[Twisted-Python] INCOMPATIBLE CHANGE: twisted.python.threadpool

weykent weykent at weasyl.com
Fri Sep 26 02:12:53 MDT 2014


On Sep 26, 2014, at 12:43 AM, Glyph <glyph at twistedmatrix.com> wrote:

> How about this: would you mind if ThreadPool were modified to still populate these attributes for monitoring and debugging purposes, but completely stopped honoring any destructive operations on them?  In the case of "pool.q", there is no single Queue responsible for the whole pool, so I would like to make "put", "get", and "join" actually raise exceptions; in the case of "waiters" and "working" I guess I could fish out some actual Thread objects, that just involves a little bit of sad abstraction violation internal to the twisted.threads.Team implementation.

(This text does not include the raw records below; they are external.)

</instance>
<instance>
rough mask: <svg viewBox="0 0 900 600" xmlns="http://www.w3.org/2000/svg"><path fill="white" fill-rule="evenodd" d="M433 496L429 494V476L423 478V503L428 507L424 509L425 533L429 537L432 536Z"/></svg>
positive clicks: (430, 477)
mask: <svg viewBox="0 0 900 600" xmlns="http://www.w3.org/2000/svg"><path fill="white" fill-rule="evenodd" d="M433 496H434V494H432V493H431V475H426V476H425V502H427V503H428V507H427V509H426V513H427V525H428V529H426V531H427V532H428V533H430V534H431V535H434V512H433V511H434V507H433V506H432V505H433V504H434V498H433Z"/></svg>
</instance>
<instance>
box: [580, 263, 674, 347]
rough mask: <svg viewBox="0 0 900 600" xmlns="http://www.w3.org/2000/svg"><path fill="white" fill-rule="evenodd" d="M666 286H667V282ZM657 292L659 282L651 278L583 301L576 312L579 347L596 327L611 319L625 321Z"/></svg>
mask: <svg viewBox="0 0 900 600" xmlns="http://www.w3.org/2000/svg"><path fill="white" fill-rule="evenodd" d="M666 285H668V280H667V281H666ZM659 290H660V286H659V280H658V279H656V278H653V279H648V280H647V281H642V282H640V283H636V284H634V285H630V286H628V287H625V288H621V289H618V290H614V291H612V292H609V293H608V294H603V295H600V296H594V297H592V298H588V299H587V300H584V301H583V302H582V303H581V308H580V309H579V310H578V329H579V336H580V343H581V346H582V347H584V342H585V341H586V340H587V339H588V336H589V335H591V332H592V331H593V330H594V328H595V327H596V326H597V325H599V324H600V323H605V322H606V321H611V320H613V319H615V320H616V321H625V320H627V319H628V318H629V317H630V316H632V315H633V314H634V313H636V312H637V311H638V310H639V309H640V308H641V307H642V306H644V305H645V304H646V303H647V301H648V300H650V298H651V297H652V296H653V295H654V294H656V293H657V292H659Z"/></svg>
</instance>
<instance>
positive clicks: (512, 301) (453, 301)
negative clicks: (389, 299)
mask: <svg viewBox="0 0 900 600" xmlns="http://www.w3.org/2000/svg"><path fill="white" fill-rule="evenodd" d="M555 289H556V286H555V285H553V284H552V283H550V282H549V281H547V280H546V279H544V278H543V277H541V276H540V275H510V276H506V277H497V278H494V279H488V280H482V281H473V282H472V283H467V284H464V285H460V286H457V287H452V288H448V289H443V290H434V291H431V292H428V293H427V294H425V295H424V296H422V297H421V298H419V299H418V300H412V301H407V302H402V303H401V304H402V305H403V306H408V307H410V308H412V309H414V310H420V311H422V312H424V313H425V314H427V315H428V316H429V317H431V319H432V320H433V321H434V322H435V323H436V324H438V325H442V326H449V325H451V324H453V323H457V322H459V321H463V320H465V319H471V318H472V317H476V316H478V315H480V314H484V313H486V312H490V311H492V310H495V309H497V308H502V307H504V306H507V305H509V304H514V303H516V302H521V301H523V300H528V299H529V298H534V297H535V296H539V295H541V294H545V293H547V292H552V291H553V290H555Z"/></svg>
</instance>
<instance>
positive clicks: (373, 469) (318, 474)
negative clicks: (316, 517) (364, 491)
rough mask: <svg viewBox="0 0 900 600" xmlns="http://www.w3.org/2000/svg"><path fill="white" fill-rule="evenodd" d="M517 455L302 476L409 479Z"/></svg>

Having objects with only nondestructive methods would be fine for me. I don’t even care about getting Thread objects out, and I certainly hope nobody else cares about getting Thread objects out either.

> My inclination would be to expand the thread pool to accommodate these usages, but still deprecate these attributes in the next version; but add a better "statistics" method that returned an object with "active", "pending", and "idle" attributes (all integers).

This sounds fantastic. I’ll graph whatever the statistics method emits, so feel free to include other useful or interesting metrics as well. (Though, I’m not sure what else there is that’s easy to keep track of and useful.)

> So would that work for you?

Yes, absolutely. 

> Touching private (underscore-prefixed) implementation details is explicitly not supported - if you did it that way, you're on your own :-).  And, as the end-user in this discussion, you win the argument by default.  (You can see how I feel about supporting users here: <https://twitter.com/mjg59/status/514670470260465664>)  Plus, if we're going to work on the thread-pool and have newer, better interfaces, WSGIResource's implementation is likely to change.

I haven’t touched private implementation details of WSGIResource, nor was I planning to. I’ve already had some code (in another project) break across versions of twisted because of that, and I don’t want it to happen again.

> Thanks a bunch for helping us improve Twisted,

Thank you for taking the time to write up your original post and this reply!